Ausgabe: 2008/17, Kirchenraum, Kunst, Sakralräume, Frauen, Bilger, Bad Kreuzen, Roppolt
23.04.2008
- Elisabeth Leitner
Für Aufregung sorgten vor 50 Jahren die Glasfenster von Margret Bilger in Bad Kreuzen. Moderne Kunst im alten Kirchenraum war für manche Pfarrbewohner/innen damals eine Herausforderung. Den Spuren von Künstlerinnen, die Sakralräume in Oberösterreich gestaltet haben, folgte kürzlich eine Gruppe kunstinteressierter Frauen.
Ein Samstag, Mitte April. Treffpunkt 8 Uhr, Haus der Frau in Linz. Ein Bus steht vor der Eingangstür, die Buschauffeurin lächelt, schaut sich die Route an. Leute steigen ein. Der Bus füllt sich. Alle, die sich angemeldet haben, sind da. 24 Frauen und ein Mann sind bei der Premiere dabei: Zum ersten Mal bietet das Haus der Frau in Linz eine Tagesreise unter dem Motto „Frauen im Blickfeld“ an. Martina Gelsinger, Kunsthistorikerin und Mitarbeiterin im Kunstreferat, hat die Reise zusammengestellt und führt durch den Tag. Künstlerinnen und ihre Werke in kirchlichen Räumen werden heute besucht. Von Linz geht’s nach Bad Kreuzen und Schloss Haus in Wartberg, über Kronstorf nach Ried im Traunkreis.
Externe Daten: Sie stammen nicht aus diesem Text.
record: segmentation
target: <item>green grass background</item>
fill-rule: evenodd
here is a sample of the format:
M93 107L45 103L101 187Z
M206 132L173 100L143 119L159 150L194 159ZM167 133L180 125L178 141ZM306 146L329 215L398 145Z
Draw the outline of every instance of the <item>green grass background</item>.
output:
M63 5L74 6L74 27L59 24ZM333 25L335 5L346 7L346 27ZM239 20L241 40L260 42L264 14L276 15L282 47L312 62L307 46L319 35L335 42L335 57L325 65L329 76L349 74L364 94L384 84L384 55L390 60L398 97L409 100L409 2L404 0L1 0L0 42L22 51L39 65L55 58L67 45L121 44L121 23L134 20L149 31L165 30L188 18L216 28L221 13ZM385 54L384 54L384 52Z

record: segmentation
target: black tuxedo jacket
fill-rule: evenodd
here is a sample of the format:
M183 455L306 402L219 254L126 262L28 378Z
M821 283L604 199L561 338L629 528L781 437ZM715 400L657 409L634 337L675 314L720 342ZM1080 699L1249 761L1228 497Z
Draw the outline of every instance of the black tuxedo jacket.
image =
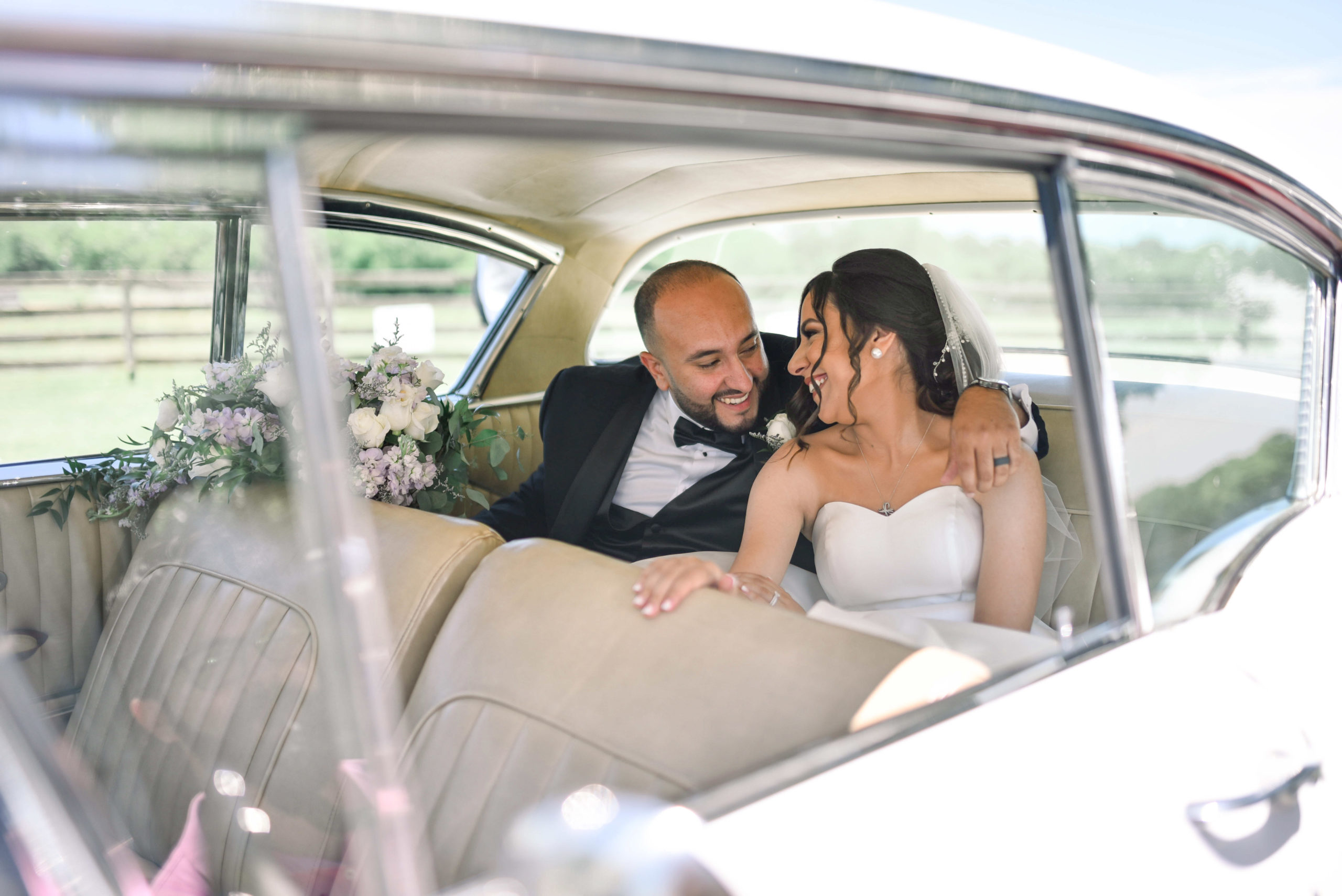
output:
M801 378L788 373L797 341L774 333L764 333L761 338L769 358L769 381L760 401L762 428L764 420L784 409L801 386ZM561 370L541 401L544 461L515 492L501 498L475 519L509 541L554 538L584 545L603 503L624 472L656 389L652 374L637 357ZM1040 427L1039 455L1043 457L1048 441L1037 408L1035 418ZM725 539L719 550L737 550L745 515L723 523ZM801 547L809 549L809 543L798 545L798 559L809 554Z
M796 339L774 333L764 333L761 339L769 358L769 380L760 401L761 420L766 420L784 409L801 380L788 374ZM561 370L541 401L545 460L515 492L475 519L509 541L544 537L584 543L603 500L624 472L656 392L652 374L637 357ZM739 541L745 519L735 527Z

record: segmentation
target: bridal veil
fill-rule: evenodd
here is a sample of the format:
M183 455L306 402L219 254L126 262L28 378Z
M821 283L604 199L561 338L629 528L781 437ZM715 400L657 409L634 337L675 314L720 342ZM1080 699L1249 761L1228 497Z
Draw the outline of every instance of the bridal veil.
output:
M992 327L984 318L978 304L969 298L964 287L950 274L935 264L923 264L931 278L941 309L941 319L946 325L946 347L942 355L956 372L956 385L961 392L980 377L1000 380L1002 373L1002 351L997 345ZM1057 486L1044 480L1044 502L1048 516L1048 538L1044 550L1044 574L1039 582L1039 600L1035 614L1043 617L1063 593L1067 578L1082 561L1082 542L1072 526L1071 514L1063 504Z

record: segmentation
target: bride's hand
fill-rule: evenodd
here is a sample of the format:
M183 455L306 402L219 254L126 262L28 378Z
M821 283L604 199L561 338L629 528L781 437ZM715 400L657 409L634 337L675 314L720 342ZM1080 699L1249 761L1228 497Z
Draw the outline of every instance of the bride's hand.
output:
M696 587L719 586L727 579L717 563L698 557L662 557L633 583L633 605L652 618L670 613ZM727 589L723 589L727 590Z
M760 573L727 573L722 577L731 582L731 592L739 594L747 601L756 601L757 604L768 604L769 606L777 606L782 610L792 610L793 613L801 613L805 616L805 610L801 605L792 600L792 594L782 590L782 586L776 583L768 575L761 575ZM723 582L718 582L718 587L722 590L729 590L722 587Z

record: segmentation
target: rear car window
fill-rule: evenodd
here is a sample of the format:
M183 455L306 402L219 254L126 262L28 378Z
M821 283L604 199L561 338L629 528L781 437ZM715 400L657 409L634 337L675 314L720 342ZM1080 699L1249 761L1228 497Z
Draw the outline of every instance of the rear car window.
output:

Blau und Rot. Die erste Station ist in der Pfarrkirche Linz-Bindermichl. Beim Betreten der Kirche Linz St. Michael hört man viele staunende „Ahs“ und „Ohs“. Das Glasfensterband der Künstlerin Lydia Roppolt (1922 bis 1995) ist beeindruckend. Es zieht sich oben zwischen Decke und Wand durch den Kirchenraum, das flammende Rot der Liebe und das eisige Blau der Dämonen sind die bestimmenden Farben. Die damals junge Künstlerin hat dieses monumentale Werk bereits 1957 geschaffen. Vom Lenaupark in Linz – hier haben die Künstlerinnen Katharina Struber und Ursula Witzany die Kapelle und das Foyer gestaltet – geht die Reise weiter nach Bad Kreuzen. Die Glasfenster, die 1957/58 im Altarraum in der spätgotischen Pfarrkirche entstanden sind, tragen die unverkennbare Handschrift von Margret Bilger. Sie waren damals in der Pfarre umstritten. Heute stößt sich kaum mehr jemand an den Arbeiten der Künstlerin. Im Gegenteil: Der 84-jährige Mesner Konrad Kastner erzählt, dass immer wieder Besucher/innen kommen, um sich die Chorfenster anzusehen. Im Schloss Haus – heute eine Landespflegeanstalt – wartet der „Rosencubus“ im Innenhof der Anlage auf seine Besichtigung. Die Künstlerinnen Struber und Witzany haben dort im Jahr 2000 eine Madonna im Rosengarten geschaffen, die in einem Würfel aus Glas von allen Seiten sichtbar ist. Die Bewohner/innen der Pflegeeinrichtung haben sich mit Gebeten und Texten auf dem Glascubus verewigt. Der Marienstatue kann man auf Augenhöhe begegnen. Sie ist umrankt von Rosen und Efeu, ein Ort der Andacht mitten im Hof.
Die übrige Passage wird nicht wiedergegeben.